Tu te poses trop de questions. Arrête de te triturer l'esprit. Ça va aller.


 Cette fois, il m'attrape franchement le bras. Je résiste. Il insiste. Je finis par lâcher prise. Sa main glisse jusqu'à la mienne, ses doigts s'immiscent entre mes doigts. Au delà du contact, son geste a quelque chose de réconfortant. Comme une promesse silencieuse qui couvre le grondement du moteur. Comme une promesse silencieuse qui apaise mes angoisses latentes.

 – Vous êtes bien silencieux, fait soudain remarquer Will.

 – Parle pour toi, rétorqué-je. T'as pas décoché une phrase depuis qu'on est partis. Laura te manque déjà ?

 Un petit sourire narquois transparaît sur son visage à travers le rétroviseur.

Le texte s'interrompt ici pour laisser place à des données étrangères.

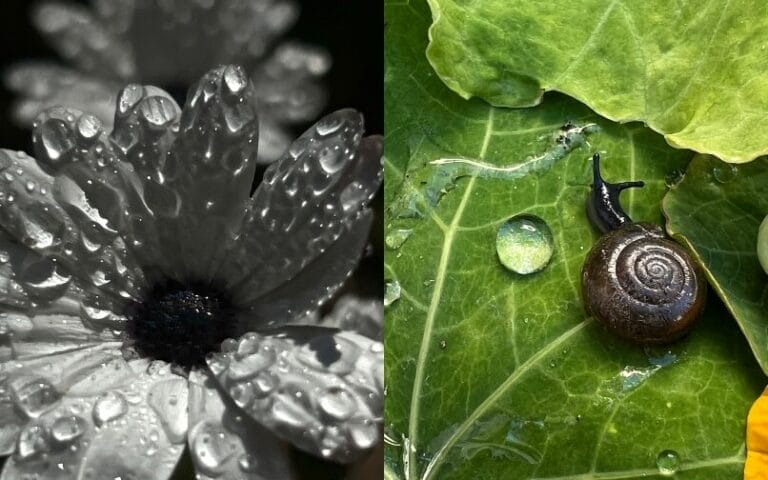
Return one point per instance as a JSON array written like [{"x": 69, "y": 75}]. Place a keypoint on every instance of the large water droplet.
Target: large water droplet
[
  {"x": 332, "y": 158},
  {"x": 34, "y": 396},
  {"x": 668, "y": 461},
  {"x": 391, "y": 292},
  {"x": 67, "y": 429},
  {"x": 337, "y": 403},
  {"x": 524, "y": 244},
  {"x": 109, "y": 406},
  {"x": 397, "y": 237},
  {"x": 55, "y": 138}
]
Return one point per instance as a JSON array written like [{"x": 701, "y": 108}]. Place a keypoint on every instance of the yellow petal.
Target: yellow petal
[{"x": 756, "y": 466}]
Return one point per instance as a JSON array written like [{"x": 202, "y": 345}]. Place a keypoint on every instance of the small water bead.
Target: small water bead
[
  {"x": 67, "y": 429},
  {"x": 110, "y": 406},
  {"x": 397, "y": 237},
  {"x": 668, "y": 462},
  {"x": 724, "y": 173},
  {"x": 524, "y": 244},
  {"x": 337, "y": 403},
  {"x": 391, "y": 292},
  {"x": 34, "y": 396}
]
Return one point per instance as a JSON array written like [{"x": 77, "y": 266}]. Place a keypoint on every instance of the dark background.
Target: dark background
[{"x": 351, "y": 30}]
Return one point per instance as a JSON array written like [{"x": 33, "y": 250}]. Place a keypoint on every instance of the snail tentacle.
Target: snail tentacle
[{"x": 604, "y": 208}]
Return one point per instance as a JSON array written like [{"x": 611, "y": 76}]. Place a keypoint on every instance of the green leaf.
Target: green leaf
[
  {"x": 716, "y": 210},
  {"x": 492, "y": 375},
  {"x": 693, "y": 71}
]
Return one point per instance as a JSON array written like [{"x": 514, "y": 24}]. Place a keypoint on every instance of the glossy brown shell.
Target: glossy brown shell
[{"x": 642, "y": 286}]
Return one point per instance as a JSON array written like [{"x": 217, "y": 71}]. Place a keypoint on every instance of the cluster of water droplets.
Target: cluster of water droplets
[
  {"x": 69, "y": 421},
  {"x": 309, "y": 213},
  {"x": 324, "y": 393}
]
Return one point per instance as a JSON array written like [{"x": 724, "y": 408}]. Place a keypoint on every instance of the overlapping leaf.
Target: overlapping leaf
[
  {"x": 692, "y": 71},
  {"x": 716, "y": 210},
  {"x": 492, "y": 375}
]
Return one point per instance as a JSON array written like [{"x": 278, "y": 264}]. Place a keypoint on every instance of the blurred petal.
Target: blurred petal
[
  {"x": 287, "y": 82},
  {"x": 225, "y": 445},
  {"x": 45, "y": 85},
  {"x": 121, "y": 431},
  {"x": 306, "y": 201},
  {"x": 318, "y": 388},
  {"x": 364, "y": 316},
  {"x": 211, "y": 166},
  {"x": 73, "y": 31}
]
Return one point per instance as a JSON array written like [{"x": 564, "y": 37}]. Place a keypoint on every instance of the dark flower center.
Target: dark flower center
[{"x": 181, "y": 323}]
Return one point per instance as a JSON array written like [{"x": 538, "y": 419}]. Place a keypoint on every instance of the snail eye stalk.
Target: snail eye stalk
[{"x": 603, "y": 205}]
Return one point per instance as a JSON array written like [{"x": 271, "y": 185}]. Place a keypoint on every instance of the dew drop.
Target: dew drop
[
  {"x": 391, "y": 292},
  {"x": 329, "y": 125},
  {"x": 247, "y": 463},
  {"x": 331, "y": 159},
  {"x": 337, "y": 403},
  {"x": 209, "y": 449},
  {"x": 35, "y": 397},
  {"x": 397, "y": 237},
  {"x": 32, "y": 440},
  {"x": 724, "y": 173},
  {"x": 668, "y": 462},
  {"x": 109, "y": 406},
  {"x": 524, "y": 244},
  {"x": 67, "y": 429}
]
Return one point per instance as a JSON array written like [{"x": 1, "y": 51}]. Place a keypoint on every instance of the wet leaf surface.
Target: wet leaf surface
[
  {"x": 716, "y": 210},
  {"x": 692, "y": 71},
  {"x": 491, "y": 374}
]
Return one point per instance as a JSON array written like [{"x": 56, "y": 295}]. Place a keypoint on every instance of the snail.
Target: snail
[{"x": 641, "y": 285}]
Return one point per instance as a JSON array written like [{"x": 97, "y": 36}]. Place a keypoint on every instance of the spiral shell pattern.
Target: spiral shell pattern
[{"x": 641, "y": 285}]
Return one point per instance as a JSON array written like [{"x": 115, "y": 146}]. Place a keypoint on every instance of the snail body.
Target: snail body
[{"x": 639, "y": 284}]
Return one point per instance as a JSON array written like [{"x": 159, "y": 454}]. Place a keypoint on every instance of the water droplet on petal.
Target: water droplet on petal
[
  {"x": 397, "y": 237},
  {"x": 391, "y": 292},
  {"x": 209, "y": 449},
  {"x": 67, "y": 429},
  {"x": 668, "y": 461},
  {"x": 331, "y": 159},
  {"x": 34, "y": 396},
  {"x": 524, "y": 244},
  {"x": 109, "y": 406},
  {"x": 329, "y": 125},
  {"x": 32, "y": 440},
  {"x": 364, "y": 434},
  {"x": 337, "y": 403},
  {"x": 247, "y": 463}
]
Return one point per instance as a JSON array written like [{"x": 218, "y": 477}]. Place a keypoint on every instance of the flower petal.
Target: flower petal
[
  {"x": 78, "y": 37},
  {"x": 364, "y": 316},
  {"x": 306, "y": 201},
  {"x": 226, "y": 445},
  {"x": 211, "y": 166},
  {"x": 52, "y": 217},
  {"x": 312, "y": 286},
  {"x": 117, "y": 432},
  {"x": 45, "y": 85},
  {"x": 287, "y": 82},
  {"x": 318, "y": 388}
]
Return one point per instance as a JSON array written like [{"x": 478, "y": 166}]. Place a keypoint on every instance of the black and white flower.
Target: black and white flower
[
  {"x": 172, "y": 43},
  {"x": 149, "y": 301}
]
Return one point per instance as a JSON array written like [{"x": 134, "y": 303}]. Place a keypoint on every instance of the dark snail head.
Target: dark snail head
[{"x": 640, "y": 285}]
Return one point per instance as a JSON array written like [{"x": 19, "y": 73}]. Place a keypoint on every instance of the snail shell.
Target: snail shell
[{"x": 641, "y": 285}]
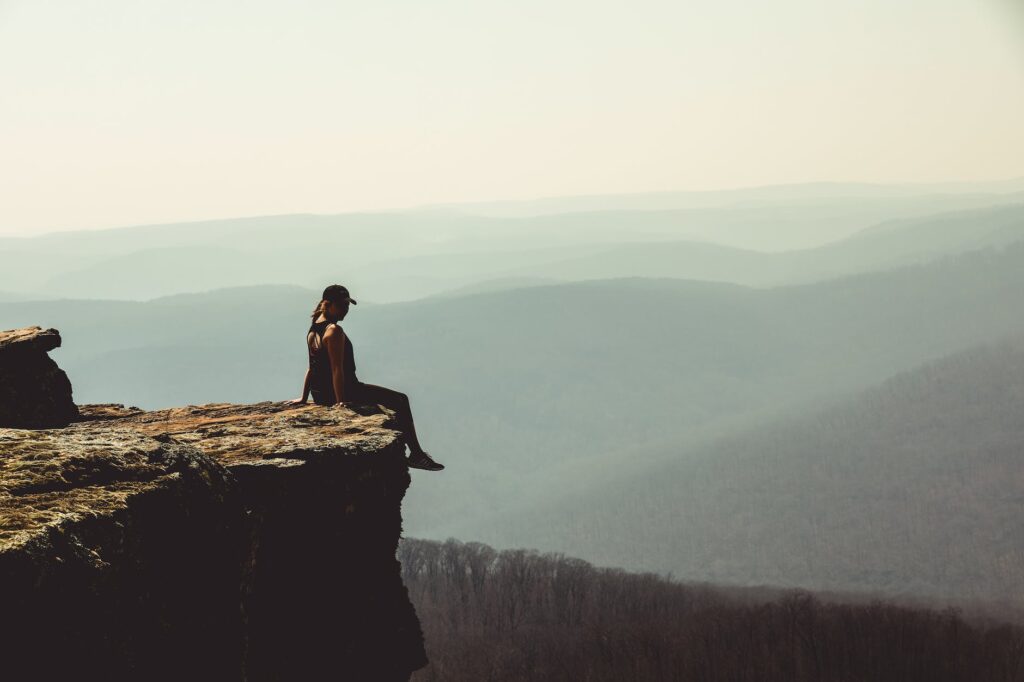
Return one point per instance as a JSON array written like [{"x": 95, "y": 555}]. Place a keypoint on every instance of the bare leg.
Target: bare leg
[{"x": 392, "y": 399}]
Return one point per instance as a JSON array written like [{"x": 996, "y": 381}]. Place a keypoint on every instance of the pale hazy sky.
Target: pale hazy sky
[{"x": 126, "y": 112}]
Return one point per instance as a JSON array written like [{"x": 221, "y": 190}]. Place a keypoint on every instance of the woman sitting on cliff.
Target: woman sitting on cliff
[{"x": 331, "y": 377}]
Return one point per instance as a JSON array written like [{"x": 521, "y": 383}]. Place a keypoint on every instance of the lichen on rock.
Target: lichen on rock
[{"x": 208, "y": 542}]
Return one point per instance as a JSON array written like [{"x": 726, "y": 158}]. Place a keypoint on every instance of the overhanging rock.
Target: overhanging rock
[{"x": 216, "y": 542}]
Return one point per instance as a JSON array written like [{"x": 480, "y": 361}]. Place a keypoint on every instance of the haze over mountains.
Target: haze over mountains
[
  {"x": 409, "y": 255},
  {"x": 674, "y": 385}
]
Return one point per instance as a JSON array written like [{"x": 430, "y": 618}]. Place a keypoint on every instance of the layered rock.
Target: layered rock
[
  {"x": 34, "y": 391},
  {"x": 206, "y": 543}
]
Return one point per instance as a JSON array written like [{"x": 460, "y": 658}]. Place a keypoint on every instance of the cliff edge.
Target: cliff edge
[{"x": 216, "y": 542}]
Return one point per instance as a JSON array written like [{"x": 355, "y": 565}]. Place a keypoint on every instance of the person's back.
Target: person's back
[{"x": 321, "y": 381}]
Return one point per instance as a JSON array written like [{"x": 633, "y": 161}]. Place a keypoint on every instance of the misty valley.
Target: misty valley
[{"x": 678, "y": 428}]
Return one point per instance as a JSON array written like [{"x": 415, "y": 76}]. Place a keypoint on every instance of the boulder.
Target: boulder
[
  {"x": 218, "y": 542},
  {"x": 34, "y": 391}
]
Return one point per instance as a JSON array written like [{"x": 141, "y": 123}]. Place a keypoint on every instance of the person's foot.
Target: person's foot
[{"x": 423, "y": 461}]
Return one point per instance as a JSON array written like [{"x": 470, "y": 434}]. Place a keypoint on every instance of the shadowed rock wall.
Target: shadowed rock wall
[
  {"x": 205, "y": 543},
  {"x": 34, "y": 391}
]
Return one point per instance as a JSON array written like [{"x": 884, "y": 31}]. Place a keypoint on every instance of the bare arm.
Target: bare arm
[{"x": 335, "y": 340}]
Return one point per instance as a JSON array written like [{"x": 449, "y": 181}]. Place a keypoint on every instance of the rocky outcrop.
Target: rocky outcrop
[
  {"x": 34, "y": 391},
  {"x": 217, "y": 542}
]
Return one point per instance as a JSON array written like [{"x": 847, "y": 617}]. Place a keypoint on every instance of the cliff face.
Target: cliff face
[{"x": 206, "y": 543}]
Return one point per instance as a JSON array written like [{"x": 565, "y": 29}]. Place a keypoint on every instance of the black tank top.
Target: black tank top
[{"x": 321, "y": 384}]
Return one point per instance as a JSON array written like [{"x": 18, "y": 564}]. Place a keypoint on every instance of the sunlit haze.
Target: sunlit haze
[{"x": 122, "y": 112}]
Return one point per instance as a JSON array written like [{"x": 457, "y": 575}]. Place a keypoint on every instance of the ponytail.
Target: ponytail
[{"x": 318, "y": 309}]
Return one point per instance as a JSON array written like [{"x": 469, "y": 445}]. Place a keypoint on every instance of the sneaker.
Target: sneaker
[{"x": 423, "y": 461}]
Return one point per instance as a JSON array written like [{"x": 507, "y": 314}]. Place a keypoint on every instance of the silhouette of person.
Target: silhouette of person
[{"x": 331, "y": 378}]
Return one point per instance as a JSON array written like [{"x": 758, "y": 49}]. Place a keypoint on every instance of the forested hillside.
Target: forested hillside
[
  {"x": 532, "y": 393},
  {"x": 522, "y": 616},
  {"x": 911, "y": 487}
]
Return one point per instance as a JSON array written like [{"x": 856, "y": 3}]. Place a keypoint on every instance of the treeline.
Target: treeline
[
  {"x": 518, "y": 615},
  {"x": 911, "y": 487}
]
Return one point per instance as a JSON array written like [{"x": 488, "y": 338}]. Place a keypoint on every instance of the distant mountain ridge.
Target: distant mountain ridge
[
  {"x": 402, "y": 257},
  {"x": 911, "y": 487}
]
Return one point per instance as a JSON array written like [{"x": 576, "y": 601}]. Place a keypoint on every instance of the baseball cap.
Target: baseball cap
[{"x": 337, "y": 294}]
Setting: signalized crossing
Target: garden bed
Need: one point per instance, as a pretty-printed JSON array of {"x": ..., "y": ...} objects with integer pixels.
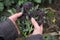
[{"x": 48, "y": 14}]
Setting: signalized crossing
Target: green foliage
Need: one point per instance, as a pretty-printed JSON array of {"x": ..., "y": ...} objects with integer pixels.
[
  {"x": 49, "y": 37},
  {"x": 1, "y": 6},
  {"x": 9, "y": 7}
]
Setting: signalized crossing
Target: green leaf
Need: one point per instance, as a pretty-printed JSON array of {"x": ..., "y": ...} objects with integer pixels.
[
  {"x": 37, "y": 1},
  {"x": 1, "y": 6}
]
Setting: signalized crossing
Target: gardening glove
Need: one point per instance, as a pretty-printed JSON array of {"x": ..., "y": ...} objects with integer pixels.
[
  {"x": 37, "y": 33},
  {"x": 13, "y": 18},
  {"x": 38, "y": 29}
]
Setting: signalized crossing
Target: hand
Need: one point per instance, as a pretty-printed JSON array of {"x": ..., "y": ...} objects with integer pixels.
[
  {"x": 37, "y": 29},
  {"x": 13, "y": 18}
]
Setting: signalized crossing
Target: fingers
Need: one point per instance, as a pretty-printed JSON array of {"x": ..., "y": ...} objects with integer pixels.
[
  {"x": 41, "y": 28},
  {"x": 34, "y": 22},
  {"x": 18, "y": 14},
  {"x": 15, "y": 16}
]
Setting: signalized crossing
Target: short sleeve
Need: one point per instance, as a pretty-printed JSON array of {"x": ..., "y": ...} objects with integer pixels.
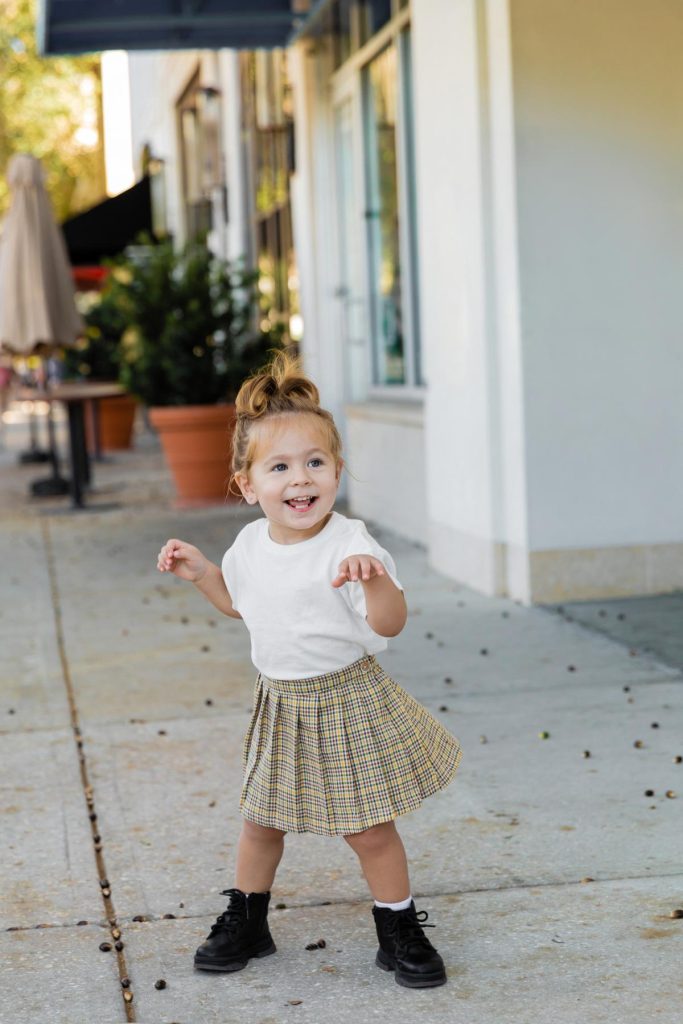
[
  {"x": 228, "y": 568},
  {"x": 360, "y": 543}
]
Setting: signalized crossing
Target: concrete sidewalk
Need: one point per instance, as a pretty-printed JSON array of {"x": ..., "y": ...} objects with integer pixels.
[{"x": 550, "y": 876}]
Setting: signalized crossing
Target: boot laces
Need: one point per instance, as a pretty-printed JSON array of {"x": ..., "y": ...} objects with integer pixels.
[
  {"x": 407, "y": 927},
  {"x": 233, "y": 914}
]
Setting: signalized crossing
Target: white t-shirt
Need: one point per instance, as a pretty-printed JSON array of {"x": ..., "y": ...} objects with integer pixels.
[{"x": 300, "y": 625}]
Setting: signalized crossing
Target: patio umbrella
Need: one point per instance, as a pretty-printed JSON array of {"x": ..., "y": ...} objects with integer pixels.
[{"x": 37, "y": 308}]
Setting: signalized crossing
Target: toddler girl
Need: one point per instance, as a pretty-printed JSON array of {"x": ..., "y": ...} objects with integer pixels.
[{"x": 334, "y": 745}]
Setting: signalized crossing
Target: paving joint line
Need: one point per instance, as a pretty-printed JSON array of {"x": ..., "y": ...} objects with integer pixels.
[
  {"x": 155, "y": 919},
  {"x": 105, "y": 891}
]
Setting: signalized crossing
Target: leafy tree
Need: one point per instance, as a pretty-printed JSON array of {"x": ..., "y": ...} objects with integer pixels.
[{"x": 50, "y": 108}]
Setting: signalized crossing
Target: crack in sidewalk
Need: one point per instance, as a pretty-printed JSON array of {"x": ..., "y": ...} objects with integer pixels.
[{"x": 105, "y": 891}]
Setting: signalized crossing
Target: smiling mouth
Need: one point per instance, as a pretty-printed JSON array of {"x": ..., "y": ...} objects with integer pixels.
[{"x": 301, "y": 504}]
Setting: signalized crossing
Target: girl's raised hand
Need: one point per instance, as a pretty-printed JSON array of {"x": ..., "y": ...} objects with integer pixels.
[
  {"x": 357, "y": 567},
  {"x": 183, "y": 560}
]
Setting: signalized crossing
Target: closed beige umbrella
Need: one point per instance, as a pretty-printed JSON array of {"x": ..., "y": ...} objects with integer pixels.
[{"x": 37, "y": 306}]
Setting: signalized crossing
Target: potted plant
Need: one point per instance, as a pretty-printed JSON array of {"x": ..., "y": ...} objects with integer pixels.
[
  {"x": 188, "y": 343},
  {"x": 97, "y": 357}
]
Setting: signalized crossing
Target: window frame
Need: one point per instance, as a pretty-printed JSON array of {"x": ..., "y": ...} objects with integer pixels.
[{"x": 347, "y": 79}]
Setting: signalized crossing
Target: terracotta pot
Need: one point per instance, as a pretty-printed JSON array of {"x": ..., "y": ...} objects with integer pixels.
[
  {"x": 198, "y": 445},
  {"x": 117, "y": 417}
]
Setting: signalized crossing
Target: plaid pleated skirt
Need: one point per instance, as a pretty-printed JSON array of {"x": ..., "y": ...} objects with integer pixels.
[{"x": 341, "y": 752}]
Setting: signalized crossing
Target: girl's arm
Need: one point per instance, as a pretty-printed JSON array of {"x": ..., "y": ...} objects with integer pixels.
[
  {"x": 386, "y": 606},
  {"x": 187, "y": 562}
]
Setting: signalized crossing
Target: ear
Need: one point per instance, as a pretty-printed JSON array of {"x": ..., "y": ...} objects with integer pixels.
[{"x": 242, "y": 480}]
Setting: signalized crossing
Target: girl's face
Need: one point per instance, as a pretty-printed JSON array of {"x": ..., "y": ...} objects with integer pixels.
[{"x": 294, "y": 477}]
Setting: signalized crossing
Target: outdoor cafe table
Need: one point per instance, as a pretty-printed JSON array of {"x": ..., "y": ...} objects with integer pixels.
[{"x": 76, "y": 397}]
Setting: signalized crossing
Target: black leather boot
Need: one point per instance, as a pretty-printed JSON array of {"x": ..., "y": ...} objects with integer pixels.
[
  {"x": 240, "y": 933},
  {"x": 406, "y": 949}
]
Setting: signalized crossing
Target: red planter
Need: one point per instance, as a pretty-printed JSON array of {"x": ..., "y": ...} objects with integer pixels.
[{"x": 198, "y": 444}]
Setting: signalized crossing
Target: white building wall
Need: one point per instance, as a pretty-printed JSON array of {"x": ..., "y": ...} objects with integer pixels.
[
  {"x": 474, "y": 455},
  {"x": 599, "y": 138},
  {"x": 157, "y": 82}
]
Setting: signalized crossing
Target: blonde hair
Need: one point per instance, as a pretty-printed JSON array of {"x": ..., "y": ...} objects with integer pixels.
[{"x": 280, "y": 389}]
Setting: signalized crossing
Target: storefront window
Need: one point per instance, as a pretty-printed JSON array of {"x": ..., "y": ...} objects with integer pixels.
[{"x": 380, "y": 87}]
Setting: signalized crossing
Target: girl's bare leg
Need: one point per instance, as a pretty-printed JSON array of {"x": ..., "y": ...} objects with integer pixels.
[
  {"x": 383, "y": 860},
  {"x": 259, "y": 852}
]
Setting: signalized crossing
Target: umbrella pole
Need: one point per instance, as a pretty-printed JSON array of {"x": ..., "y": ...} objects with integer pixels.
[
  {"x": 35, "y": 454},
  {"x": 55, "y": 484}
]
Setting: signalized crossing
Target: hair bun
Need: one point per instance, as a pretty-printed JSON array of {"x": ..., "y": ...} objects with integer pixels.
[{"x": 281, "y": 387}]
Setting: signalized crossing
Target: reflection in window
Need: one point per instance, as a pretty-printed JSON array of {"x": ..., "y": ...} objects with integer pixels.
[{"x": 380, "y": 88}]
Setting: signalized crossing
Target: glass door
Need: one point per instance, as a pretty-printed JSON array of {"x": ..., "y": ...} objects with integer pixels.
[{"x": 350, "y": 290}]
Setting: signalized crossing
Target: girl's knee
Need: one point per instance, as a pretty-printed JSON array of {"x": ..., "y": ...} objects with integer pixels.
[
  {"x": 373, "y": 839},
  {"x": 262, "y": 834}
]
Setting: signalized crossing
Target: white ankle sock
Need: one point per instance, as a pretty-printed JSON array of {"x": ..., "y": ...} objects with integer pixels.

J'ai visé juste. Laura a préféré repartir avec Elena, ce qui n'est visiblement pas à son goût. Le frérot se racle la gorge, comme chaque fois qu'il s'apprête à changer brusquement de sujet.

 – Au fait Corentin, tu as quelque chose de prévu pour le nouvel an ? Tu voudrais peut-être passer à l'appart ?

 Son invitation finit de chasser mes angoisses. Will qui invite mon copain dans mon appart ?

 Pris au dépourvu, Corentin cherche ses mots :

 – C'est gentil mais...

 – Mais on a déjà quelque chose de prévu, et si ton rancard a choisi de te planter au dernier moment, j'imagine que tu pourras toujours appeler Claire pour te tenir compagnie. Du moins si tu adhères à l'idée d'un réveillon végan, ironisé-je.

 Je retiens un rire subtile. Il y a des choses qui changent, d'autres, qui restent fidèles à elles-mêmes. Et Will préférerait mille fois tenir la chandelle en présence de Corentin plutôt que de passer le dernier jour de l'année en présence de sa génitrice.